İlk albümünüz Imaginary Boys’tan sonra müziğiniz için post-punk yorumu yapıldı. Ama daha sonra hiçbir eleştirmen müziğinizi tam olarak sınıflandıramadı. Yaptığınız müziği siz nasıl tanımlıyorsunuz?
-Başka insanların beni nasıl sınıflandırdıklarıyla ya da ne düşündükleriyle ilgili hiç kaygım olmadı. Hatta hayranlarımın bile. Çok gençken bu işe girmemin sebebi bir şeyler yaratmak istememdi. Şimdi bunu söylemek kolay, başarılı bir grup olduk ama olmasaydık da ben The Cure’un bir parçası olmaktan mutlu olacaktım. Biz hep ‘Cure müziği’ yaptık ve başkalarının ne olmamız gerektiği konsundaki düşüncelerini pek de umursamadık.

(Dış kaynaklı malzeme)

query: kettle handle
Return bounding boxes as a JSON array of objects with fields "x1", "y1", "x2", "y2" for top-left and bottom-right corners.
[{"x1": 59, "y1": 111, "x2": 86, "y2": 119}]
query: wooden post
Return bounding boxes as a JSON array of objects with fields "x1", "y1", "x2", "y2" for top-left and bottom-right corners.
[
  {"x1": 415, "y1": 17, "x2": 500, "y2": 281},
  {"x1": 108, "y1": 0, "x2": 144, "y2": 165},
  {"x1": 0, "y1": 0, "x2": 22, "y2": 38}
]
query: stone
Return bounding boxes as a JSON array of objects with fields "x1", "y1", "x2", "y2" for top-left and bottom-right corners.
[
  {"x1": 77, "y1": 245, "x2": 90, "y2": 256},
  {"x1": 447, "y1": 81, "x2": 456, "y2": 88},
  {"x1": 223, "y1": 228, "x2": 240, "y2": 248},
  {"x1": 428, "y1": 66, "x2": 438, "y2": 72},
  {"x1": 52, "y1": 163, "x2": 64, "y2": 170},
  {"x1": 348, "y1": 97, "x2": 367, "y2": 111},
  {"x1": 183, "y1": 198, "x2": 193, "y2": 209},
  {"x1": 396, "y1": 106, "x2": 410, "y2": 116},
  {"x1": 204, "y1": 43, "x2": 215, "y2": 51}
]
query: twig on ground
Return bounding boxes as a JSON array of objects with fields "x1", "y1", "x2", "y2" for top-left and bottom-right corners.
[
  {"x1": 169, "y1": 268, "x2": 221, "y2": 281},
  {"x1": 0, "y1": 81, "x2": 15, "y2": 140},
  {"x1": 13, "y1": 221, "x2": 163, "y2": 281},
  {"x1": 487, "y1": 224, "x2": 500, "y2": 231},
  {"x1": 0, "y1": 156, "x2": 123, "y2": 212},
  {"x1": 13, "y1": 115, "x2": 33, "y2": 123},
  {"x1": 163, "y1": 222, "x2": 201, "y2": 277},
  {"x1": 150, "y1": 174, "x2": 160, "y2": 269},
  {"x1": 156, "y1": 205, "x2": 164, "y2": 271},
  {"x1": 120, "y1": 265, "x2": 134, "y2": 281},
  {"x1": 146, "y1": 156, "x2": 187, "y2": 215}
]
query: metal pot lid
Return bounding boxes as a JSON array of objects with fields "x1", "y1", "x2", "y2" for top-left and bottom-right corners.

Bir söyleşinizde müziğinizde üç dönem olduğunu söylemiştiniz. Birincisi Seventeen Seconds’la başlıyor, ikinci Head on the Door, üçüncü ise Wild Mood Swings’le. Hálá bu üçüncü dönemin içinde miyiz?
-Bence artık dördüncü döneme girdik. Geçen yıla biraz yazık oldu ama
Paul’ün gelmesiyle bu yıl yeni bir havaya büründü grup. Paul çok iyi bir gitarist. Çalarken birbirimize bakıyoruz ve daha farklı, daha genç hissediyoruz kendimizi.

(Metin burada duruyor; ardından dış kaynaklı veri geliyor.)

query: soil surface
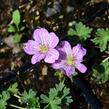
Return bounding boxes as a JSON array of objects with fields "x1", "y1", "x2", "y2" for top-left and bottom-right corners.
[{"x1": 0, "y1": 0, "x2": 109, "y2": 109}]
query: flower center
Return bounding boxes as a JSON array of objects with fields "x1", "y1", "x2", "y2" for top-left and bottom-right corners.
[
  {"x1": 66, "y1": 55, "x2": 74, "y2": 66},
  {"x1": 39, "y1": 44, "x2": 48, "y2": 53}
]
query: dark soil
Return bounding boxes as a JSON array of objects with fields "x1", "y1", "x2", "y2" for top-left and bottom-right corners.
[{"x1": 0, "y1": 0, "x2": 109, "y2": 109}]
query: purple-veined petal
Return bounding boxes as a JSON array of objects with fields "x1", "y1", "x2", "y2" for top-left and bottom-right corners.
[
  {"x1": 60, "y1": 41, "x2": 72, "y2": 56},
  {"x1": 63, "y1": 66, "x2": 75, "y2": 76},
  {"x1": 44, "y1": 49, "x2": 59, "y2": 63},
  {"x1": 57, "y1": 49, "x2": 66, "y2": 60},
  {"x1": 48, "y1": 32, "x2": 59, "y2": 48},
  {"x1": 52, "y1": 60, "x2": 65, "y2": 69},
  {"x1": 75, "y1": 62, "x2": 87, "y2": 73},
  {"x1": 31, "y1": 53, "x2": 45, "y2": 64},
  {"x1": 33, "y1": 28, "x2": 49, "y2": 44},
  {"x1": 72, "y1": 44, "x2": 86, "y2": 61},
  {"x1": 23, "y1": 40, "x2": 39, "y2": 55}
]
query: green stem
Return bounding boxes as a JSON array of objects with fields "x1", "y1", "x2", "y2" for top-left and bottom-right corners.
[
  {"x1": 69, "y1": 75, "x2": 73, "y2": 83},
  {"x1": 69, "y1": 72, "x2": 78, "y2": 83},
  {"x1": 61, "y1": 77, "x2": 65, "y2": 84},
  {"x1": 13, "y1": 94, "x2": 23, "y2": 103},
  {"x1": 9, "y1": 104, "x2": 26, "y2": 109},
  {"x1": 16, "y1": 24, "x2": 20, "y2": 32},
  {"x1": 102, "y1": 56, "x2": 109, "y2": 63},
  {"x1": 14, "y1": 94, "x2": 21, "y2": 99},
  {"x1": 44, "y1": 103, "x2": 50, "y2": 109}
]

Yeni kuşaktan beğendiğiniz müzisyen ya da gruplar var mı?
-Çok fazla var. Saymaya başlasam duramam. Mesela yeni denilebilir mi bilmiyorum ama bence Placebo şu ara çok iyi.
Son albümünüz 2004’te grupla aynı isimle çıkan albümdü. Ondan evvel de bir ‘best of’ yaptınız. Yakında yeni albüm çalışması var mı?
-Evet, kasım ya da aralık gibi yeni albüm kaydına gireceğiz. Doğüm günümde, yani nisan gibi çıkmış olacak. Farklı bir albüm çünkü şarkıları Paul gruba gelmeden önce yazdım. Keyboard ve gitarla kendim çalacaktım. Şimdi gitarda Paul var ve bu her şeyi değiştirdi. Wish’de de böyle olmuştu, kaydı yaparken içeri girdi, sadece bir kerede çaldı ve olay bitti. Asla iki kere aynı şeyi çalmıyor. Bu yüzden sahnesi çok iyi, onun ne yapacağını asla bilemiyorsunuz.
Türkiye’nin AB’ye girmesini istemeyenler Türkiye’nin öteki olmadığını anlamalı
Ortalama bir Avrupalı için Türkiye muhteşem bir ülke. Mesela benim dışımda, bütün ailem Türkiye’ye tatile gitti. Türkiye gibi fantastik kültürü olan bir ülkenin daha büyük bir topluluğun parçası olması bence çok güzel. Avrupa’da kültürel olarak büyük bir çeşitlilik var. Bazen birbirlerinden nefret ediyorlar. Önemli olan buna rağmen birliğin çalışması. Türkiye’yi AB üyesi olarak görmekten üzülecek insanlar Türkiye’nin öteki olmadığını anlamalı. Ama diğer taraftan İngiltere’de ‘Türkiye’yi kendi tarafımıza çekelim’ diye düşünenlerden de değilim.
Bu her şeyden önce ticari bir mesele.
SAVAŞ FİKRİYLE BİR SORUNUM VAR ÇÜNKÜ SOĞUK SAVAŞ’I HATIRLIYORUM
Dünya gittikçe çıldırmaya başladı. Son albümümde bununla ilgili bir şeyler yaptım ama bu kez çok daha keskin olacağım. Benim savaş fikriyle genel olarak bir sorunum var. Soğuk Savaş’ın korkusunu hálá hatırlıyorum, komünizm ve kapitalizm arasında ideolojik bir nefret vardı. Ama biz sadece müziğimizi yapıyorduk ve The Cure Doğu Berlin’de de çaldı. Kendimi dışında tutmaya çalışsam da yanından geçip gidemiyorsunuz olayların. Çocuğum yok ama 27 yeğenim var. Kabusa dönüşen bir dünyada büyüdükleri için çok üzülüyorum.